Replacing Ted Kennedy

When Senator Edward Kennedy died, leaving Massachusetts’ congressional delegation one member short, Deval Patrick, the Democratic governor of the state, was eager to appoint his replacement.  There was only one problem: only five years earlier, the Democrat-controlled state legislature had specifically changed the law to remove that authority from the governor in favor of requiring a replacement to be selected by a special election.  And why had they made that change?  Because, at the time, then Senator John Kerry was running for the Presidency; and, if he had won that office, it would have fallen to the then Republican governor, Mitt Romney, to appoint his replacement.

But when Kennedy’s seat came open, the country was in the midst of the fight over “Obamacare” and in a strange political mood.  The Massachusetts political establishment feared that an election might not go their way and wanted to restore the authority of the governor to appoint a successor.  Their attempt to restore the law to its original form failed, but they did grant the governor the privilege of appointing a temporary successor to fill the role until a special election could be held at the time of the next general state-wide election (rather than demanding that a special election be called immediately) and with the presumption that the appointed “incumbent” would, therefore, have some advantage over a challenger when the election actually happened.  In the end, their fears proved to be well-founded: Patrick’s appointee, Paul Kirk, had promised (in accordance with Kennedy’s stated request) not to stand for election when his appointed term ended; and, in the wake of the eventual special election, Scott Brown — a Republican — was sworn in as the new junior Senator from Massachusetts.

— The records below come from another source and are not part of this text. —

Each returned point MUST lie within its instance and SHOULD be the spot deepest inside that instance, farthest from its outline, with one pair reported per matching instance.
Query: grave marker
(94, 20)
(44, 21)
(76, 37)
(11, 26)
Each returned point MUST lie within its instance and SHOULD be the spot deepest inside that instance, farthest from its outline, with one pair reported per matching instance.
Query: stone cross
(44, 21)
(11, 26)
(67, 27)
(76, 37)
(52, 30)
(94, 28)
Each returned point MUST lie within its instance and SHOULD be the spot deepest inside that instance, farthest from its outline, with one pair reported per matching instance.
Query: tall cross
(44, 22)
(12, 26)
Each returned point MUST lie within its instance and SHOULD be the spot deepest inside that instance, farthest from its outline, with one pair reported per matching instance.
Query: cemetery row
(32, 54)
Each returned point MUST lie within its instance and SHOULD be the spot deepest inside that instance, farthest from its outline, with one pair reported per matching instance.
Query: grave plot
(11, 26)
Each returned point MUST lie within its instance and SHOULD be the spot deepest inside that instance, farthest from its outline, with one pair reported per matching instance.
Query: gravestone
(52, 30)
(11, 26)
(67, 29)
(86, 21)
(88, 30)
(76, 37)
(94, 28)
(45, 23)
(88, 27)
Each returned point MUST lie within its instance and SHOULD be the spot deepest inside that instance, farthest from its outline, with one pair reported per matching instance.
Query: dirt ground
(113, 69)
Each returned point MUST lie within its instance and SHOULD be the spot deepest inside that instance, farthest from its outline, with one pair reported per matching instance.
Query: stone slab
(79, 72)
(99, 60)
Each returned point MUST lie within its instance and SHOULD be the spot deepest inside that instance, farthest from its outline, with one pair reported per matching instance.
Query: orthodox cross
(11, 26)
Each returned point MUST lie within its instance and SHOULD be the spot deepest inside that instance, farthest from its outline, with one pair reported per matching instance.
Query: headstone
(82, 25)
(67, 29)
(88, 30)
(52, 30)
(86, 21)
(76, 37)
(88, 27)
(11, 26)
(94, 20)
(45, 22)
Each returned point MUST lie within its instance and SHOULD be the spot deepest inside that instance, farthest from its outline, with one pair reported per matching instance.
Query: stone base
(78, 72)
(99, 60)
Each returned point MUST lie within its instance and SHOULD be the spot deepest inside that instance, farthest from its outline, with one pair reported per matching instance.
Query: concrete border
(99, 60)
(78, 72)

At the time all this was going on, I wrote this letter to The Boston Globe to point how how stupid the whole thing was making everyone associated with it look.  It wasn’t published.  For those who have forgotten, Rod Blagojevich was the governor of Illinois who went to federal prison after being convicted of trying to sell Senator-become-President Barack Obama’s vacated seat to the highest bidder…

27 August 2009

So, the Democrats — both at home and in Washington — want the Massachusetts state legislature to change the law (again) on senatorial succession, allowing the Democratic governor to choose Senator Kennedy’s replacement rather than deferring to the electorate.

Set aside, for a moment, the appearance (and reality) of pettiness and cynicism such a move implies — it was, after all, not that long ago that the governor had that authority, until the Democratic legislature became alarmed that its exercise might fall to a Republican governor.  Even if a change now is justified, it will make them look self-serving.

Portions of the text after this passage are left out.